Although a week has passed since the transaction event occurred, its underlying implications are worth careful examination.

Although the upfront payment for this transaction has not been disclosed, the total amount of the deal is believed to exceed everyone's expectations. Is a preclinical molecule really worth that much?

Behind the significant "premium" in transactions, the "leading innovative drug company" has plunged headfirst into the "R&D black hole."

01 The "Top Achiever" of the CDKs Family

CDKs (Cyclin-Dependent Kinases) are members of the serine/threonine protein kinase family and play a crucial role in cell cycle regulation. CDK family targets are mainly divided into two categories: one participates in cell cycle regulation, related to mitosis, with subtype representatives including CDK1, 2, 4, and 6; the other mainly participates in transcriptional regulation, modulating the phosphorylation modification of RNA polymerase II, with subtype representatives including CDK7, 8, 9, and 11.

The cell cycle refers to the entire process that a cell undergoes from the completion of one division to the end of the next division, which is divided into two phases: interphase (subdivided into G1, S, and G2 phases) and mitotic phase (M phase).

Currently, the most favored targets in the CDKs family for cancer researchers undoubtedly include the two major targets: CDK4/6 and CDK2.
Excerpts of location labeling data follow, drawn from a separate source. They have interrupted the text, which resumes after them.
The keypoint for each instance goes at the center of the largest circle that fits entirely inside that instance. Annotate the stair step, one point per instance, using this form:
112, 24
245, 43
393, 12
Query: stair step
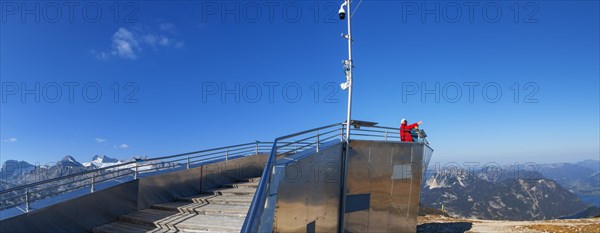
250, 180
183, 221
204, 208
241, 185
235, 191
227, 199
122, 227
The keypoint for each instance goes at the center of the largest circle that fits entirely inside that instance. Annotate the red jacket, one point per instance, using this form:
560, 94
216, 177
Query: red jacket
405, 132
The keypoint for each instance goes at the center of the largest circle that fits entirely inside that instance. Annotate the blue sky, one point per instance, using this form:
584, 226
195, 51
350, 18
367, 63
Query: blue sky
161, 56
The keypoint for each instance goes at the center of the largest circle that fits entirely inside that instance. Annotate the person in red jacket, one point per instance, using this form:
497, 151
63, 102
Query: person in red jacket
405, 129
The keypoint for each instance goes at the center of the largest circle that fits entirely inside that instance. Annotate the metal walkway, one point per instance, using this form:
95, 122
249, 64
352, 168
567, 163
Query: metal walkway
218, 210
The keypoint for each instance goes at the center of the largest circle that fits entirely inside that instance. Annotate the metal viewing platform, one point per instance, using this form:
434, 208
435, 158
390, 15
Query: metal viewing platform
302, 182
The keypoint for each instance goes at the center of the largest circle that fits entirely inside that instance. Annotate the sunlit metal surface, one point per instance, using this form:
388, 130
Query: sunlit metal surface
390, 173
308, 194
84, 213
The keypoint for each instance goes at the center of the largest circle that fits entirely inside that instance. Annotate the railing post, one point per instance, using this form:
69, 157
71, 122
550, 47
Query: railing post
93, 188
135, 173
317, 141
27, 201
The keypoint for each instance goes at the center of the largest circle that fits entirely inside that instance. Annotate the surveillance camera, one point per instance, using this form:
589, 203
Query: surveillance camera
344, 86
342, 13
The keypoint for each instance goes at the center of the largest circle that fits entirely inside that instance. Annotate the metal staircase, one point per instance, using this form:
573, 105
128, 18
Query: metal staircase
217, 210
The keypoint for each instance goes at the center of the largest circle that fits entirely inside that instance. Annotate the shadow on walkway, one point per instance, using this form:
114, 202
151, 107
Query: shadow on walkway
444, 227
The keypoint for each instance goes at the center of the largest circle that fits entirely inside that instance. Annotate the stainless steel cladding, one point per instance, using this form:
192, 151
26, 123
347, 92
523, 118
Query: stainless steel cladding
384, 183
308, 195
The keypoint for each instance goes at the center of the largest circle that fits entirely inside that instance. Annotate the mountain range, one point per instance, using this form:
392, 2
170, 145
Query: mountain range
545, 191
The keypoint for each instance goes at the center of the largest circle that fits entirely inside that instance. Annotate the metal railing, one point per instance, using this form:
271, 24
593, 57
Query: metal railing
119, 173
311, 139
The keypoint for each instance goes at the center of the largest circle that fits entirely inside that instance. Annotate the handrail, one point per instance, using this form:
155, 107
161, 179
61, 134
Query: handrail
252, 222
260, 196
27, 193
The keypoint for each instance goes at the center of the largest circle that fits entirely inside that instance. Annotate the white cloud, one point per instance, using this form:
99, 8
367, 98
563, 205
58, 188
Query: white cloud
129, 43
168, 27
10, 140
125, 44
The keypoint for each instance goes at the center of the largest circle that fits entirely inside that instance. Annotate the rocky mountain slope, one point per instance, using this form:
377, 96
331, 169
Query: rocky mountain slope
484, 195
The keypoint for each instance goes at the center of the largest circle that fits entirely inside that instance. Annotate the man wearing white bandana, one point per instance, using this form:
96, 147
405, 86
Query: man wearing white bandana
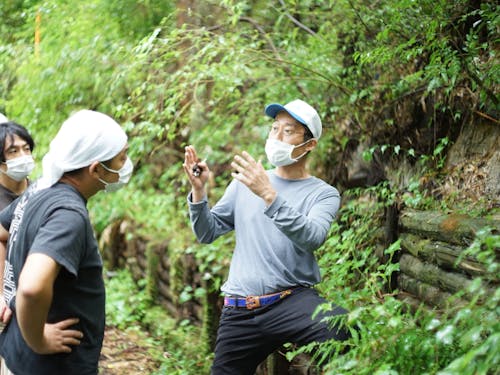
53, 285
16, 162
280, 218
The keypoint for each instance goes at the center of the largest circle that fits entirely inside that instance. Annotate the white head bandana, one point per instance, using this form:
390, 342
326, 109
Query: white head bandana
85, 137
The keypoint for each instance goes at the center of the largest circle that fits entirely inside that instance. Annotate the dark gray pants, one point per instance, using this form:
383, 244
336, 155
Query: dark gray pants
246, 337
CDK4/6It is a key conditional protein in the human cell division and proliferation cycle, capable of triggering the transition of the cell cycle from the growth phase (G1 phase) to the DNA replication phase (S phase); CDK4/6 is overexpressed in many cancer cells, excessively phosphorylating and inhibiting the Rb protein, leading to uncontrolled cancer cell proliferation. CDK4/6 inhibitors can arrest the cell growth cycle in the G1 phase, thereby suppressing tumor cell proliferation.
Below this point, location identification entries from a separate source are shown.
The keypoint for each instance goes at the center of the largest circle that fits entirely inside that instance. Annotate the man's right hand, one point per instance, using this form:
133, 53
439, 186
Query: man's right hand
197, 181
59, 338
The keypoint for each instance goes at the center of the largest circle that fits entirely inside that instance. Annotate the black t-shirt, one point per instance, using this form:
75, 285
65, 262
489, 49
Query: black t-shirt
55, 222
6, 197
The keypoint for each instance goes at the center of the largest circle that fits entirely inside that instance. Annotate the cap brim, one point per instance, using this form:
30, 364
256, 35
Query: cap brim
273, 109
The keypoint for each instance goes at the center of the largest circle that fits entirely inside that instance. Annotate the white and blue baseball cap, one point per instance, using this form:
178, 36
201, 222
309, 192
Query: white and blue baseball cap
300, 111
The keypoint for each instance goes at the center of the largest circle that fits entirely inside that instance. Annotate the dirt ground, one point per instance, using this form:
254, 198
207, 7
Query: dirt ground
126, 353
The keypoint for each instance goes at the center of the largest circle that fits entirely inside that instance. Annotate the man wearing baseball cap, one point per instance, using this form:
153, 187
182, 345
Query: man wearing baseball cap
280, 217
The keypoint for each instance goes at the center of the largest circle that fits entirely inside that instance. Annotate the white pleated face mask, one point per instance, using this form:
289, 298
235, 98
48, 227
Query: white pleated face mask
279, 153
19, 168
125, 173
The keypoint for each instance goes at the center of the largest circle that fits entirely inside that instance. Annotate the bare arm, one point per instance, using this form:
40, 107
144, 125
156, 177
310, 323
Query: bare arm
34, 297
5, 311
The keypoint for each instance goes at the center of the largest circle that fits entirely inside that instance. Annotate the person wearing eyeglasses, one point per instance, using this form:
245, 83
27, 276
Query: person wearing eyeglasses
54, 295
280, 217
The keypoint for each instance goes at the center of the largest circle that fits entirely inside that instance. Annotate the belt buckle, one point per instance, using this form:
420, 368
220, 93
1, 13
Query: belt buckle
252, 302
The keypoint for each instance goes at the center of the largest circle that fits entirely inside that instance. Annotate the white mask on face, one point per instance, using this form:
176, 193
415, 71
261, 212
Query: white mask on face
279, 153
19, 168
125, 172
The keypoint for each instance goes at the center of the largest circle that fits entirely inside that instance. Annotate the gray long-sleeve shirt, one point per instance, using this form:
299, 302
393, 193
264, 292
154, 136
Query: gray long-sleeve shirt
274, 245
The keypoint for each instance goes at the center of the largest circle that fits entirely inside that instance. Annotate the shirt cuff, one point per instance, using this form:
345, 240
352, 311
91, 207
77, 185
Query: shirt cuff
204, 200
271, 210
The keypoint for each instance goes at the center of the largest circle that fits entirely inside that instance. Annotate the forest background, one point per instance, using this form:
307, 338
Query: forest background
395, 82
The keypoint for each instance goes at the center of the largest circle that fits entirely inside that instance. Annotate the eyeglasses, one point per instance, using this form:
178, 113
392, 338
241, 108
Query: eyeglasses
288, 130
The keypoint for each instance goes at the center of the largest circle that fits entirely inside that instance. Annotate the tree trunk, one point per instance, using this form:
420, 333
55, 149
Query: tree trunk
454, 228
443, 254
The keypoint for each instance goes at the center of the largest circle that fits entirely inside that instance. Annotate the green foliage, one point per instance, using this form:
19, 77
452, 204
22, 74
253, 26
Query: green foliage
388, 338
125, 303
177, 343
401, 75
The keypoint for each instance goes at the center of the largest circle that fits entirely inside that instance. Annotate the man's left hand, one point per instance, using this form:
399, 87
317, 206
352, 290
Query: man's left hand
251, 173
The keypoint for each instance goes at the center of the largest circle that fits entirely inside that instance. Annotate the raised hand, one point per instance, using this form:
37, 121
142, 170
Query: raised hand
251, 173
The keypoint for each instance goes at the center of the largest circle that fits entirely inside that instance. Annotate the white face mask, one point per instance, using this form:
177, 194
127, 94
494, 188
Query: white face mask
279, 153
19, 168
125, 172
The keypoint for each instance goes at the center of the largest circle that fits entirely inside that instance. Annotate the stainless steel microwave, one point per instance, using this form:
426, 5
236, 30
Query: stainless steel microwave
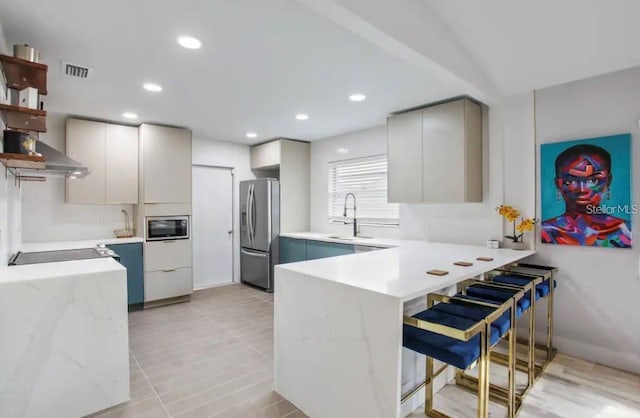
163, 228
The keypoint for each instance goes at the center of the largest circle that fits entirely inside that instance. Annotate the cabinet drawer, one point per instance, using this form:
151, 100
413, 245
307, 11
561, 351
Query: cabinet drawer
167, 284
320, 249
292, 250
163, 255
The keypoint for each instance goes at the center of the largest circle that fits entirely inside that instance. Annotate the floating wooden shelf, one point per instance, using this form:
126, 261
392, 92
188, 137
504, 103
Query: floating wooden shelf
22, 161
23, 118
21, 74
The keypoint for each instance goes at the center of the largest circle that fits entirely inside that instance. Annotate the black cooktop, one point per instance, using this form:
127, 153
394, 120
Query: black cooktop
61, 255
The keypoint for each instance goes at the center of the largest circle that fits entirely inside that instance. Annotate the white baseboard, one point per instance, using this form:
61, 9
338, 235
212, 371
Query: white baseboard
214, 285
621, 360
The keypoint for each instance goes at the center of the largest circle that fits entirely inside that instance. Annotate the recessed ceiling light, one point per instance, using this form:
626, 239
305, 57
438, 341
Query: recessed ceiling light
189, 42
153, 87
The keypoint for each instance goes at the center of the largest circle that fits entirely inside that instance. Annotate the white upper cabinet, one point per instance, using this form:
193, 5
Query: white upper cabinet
435, 154
122, 164
86, 143
404, 156
292, 159
166, 159
265, 156
111, 153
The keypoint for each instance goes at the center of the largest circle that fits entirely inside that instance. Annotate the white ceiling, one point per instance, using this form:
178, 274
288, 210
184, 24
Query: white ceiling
525, 45
264, 61
261, 63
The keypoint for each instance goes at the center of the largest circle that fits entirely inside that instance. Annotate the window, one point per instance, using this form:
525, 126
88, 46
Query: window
366, 178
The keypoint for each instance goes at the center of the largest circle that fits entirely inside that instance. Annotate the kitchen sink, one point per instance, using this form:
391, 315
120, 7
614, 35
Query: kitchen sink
347, 237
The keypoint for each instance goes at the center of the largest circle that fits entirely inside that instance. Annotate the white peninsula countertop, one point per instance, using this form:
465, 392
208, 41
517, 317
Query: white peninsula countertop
338, 322
65, 331
400, 269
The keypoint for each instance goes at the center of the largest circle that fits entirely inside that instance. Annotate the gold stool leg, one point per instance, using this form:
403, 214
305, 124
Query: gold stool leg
511, 407
428, 389
483, 374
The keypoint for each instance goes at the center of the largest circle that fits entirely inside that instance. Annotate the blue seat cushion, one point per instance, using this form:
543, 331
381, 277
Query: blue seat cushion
500, 296
476, 313
542, 289
446, 349
519, 310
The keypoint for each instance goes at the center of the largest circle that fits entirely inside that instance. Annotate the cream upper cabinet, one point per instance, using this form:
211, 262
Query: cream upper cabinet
266, 156
441, 164
111, 153
166, 160
121, 164
86, 143
404, 156
292, 159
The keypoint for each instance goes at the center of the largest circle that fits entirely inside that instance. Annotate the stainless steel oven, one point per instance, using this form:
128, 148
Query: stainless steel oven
163, 228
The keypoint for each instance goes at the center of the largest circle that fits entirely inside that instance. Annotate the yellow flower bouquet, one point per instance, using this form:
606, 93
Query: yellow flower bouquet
511, 215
CDK2CDK2 plays a crucial role in the G1 phase (pre-DNA synthesis phase) and S phase (DNA synthesis phase) of the cell cycle, activating downstream signaling molecules and promoting the normal progression of the cell cycle. According to available data, overexpression of CDK2 leads to abnormal regulation of the cell cycle and is directly associated with excessive proliferation of cancer cells, making CDK2 inhibitors a popular area of research and development.

Currently, there are five CDK4/6 inhibitors available on the global market: Pfizer's Palbociclib, Simcere Pharmaceutical's Trilaciclib, Novartis' Ribociclib, Hengrui Pharma's Dalpiciclib, and Eli Lilly's Abemaciclib.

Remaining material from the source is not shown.